Exports in July amounted to $ 957.6 million up 9.4% over a higher base in the corresponding month of last year whilst imports remained high at $ 1.77 billion, up by 58%. First seven months exports topped the $ 6 billion mark, reflecting a 30.3% growth whilst imports surpassed the $ 11 billion threshold signifying a 48.3% growth. Exports crossed the $ 5 billion mark in June and imports surpassed $ 9 billion figure.
Trade deficit in the first seven months topped the $ 5 billion mark reflecting a 77.5% increase higher in comparison to a 62.7% rise in the first half.
Central Bank said the largest contribution to the growth in exports in July was from the industrial sector, led by a significant increase in exports of machinery and equipment, diamond and jewellery and textiles and garments.
Earnings from exports of machinery and equipment increased by 88.6% to $ 85 million in July 2011. This comprised mainly cruise ship, transformers, static converters, inductors, circuits and insulated cables.
Exports of diamond and jewellery increased by 87.5% to $ 45 million, year-on-year while earnings from textiles and garments increased by 5.0% to $385 million in July 2011 recording the highest monthly value.
Agricultural exports, which accounted for 21.5% of export earnings in July 2011, decreased by 3.6% to $ 205 million, mainly due to lower value and volume of tea exports.

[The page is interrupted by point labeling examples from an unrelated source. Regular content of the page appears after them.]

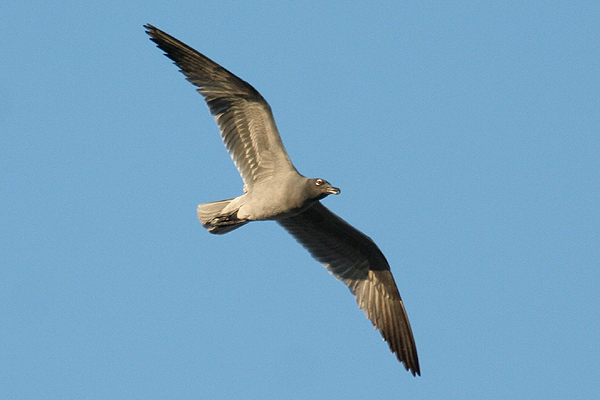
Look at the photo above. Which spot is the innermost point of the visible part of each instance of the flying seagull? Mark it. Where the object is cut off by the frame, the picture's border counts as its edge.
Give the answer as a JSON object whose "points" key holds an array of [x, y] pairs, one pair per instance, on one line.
{"points": [[274, 190]]}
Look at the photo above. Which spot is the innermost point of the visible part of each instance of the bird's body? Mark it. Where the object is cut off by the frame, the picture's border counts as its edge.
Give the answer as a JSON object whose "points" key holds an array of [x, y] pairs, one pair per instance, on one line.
{"points": [[275, 190]]}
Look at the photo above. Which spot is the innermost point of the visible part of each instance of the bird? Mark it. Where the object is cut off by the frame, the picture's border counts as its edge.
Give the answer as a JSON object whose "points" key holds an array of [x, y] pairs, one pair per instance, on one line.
{"points": [[274, 190]]}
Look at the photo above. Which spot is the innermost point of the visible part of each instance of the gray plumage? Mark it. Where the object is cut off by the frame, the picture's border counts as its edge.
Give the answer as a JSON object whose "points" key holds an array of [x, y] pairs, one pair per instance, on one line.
{"points": [[274, 190]]}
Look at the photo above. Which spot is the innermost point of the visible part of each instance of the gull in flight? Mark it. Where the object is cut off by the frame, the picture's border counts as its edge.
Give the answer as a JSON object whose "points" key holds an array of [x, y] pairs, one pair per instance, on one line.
{"points": [[275, 190]]}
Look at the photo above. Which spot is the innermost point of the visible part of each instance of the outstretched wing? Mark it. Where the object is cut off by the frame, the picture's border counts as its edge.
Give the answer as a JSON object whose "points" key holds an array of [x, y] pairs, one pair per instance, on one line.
{"points": [[355, 259], [244, 117]]}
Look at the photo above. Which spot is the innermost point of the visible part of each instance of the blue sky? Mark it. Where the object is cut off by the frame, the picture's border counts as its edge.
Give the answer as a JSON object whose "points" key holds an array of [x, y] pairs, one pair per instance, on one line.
{"points": [[465, 138]]}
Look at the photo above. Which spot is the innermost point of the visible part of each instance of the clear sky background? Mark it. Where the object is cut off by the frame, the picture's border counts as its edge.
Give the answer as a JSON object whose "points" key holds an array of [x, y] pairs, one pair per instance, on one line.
{"points": [[465, 137]]}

Earnings from rubber exports increased substantially while higher prices fetched by minor agricultural exports supported higher exports in the category.
All major categories of imports increased in July 2011, reflecting higher domestic demand. The largest contribution to the overall increase was from intermediate goods (56.1%), followed by investment goods (25.5%).
Expenditure on imports of intermediate goods increased by 58.0% to $ 999 million led by significant increases in petroleum and fertiliser imports in July 2011. The average import price of crude oil stood at $ 112.85 per barrel in July 2011 compared to $ 73.53 per barrel in July 2010. Expenditure on imports of fertiliser increased to $ 54 million in July 2011 due to higher import volumes and higher price.
Imports of investment goods increased by 62.1% to $ 384 million in July 2011, led by higher expenditure on imports of machinery and equipment ($ 178 million) and building materials ($ 105 million). Imports of consumer goods increased by 39.1% in July 2011 led by non-food consumer goods, particularly, motor vehicles ($ 87 million), while food and beverages imports increased by 22.9% with a higher contribution from wheat in July 2011.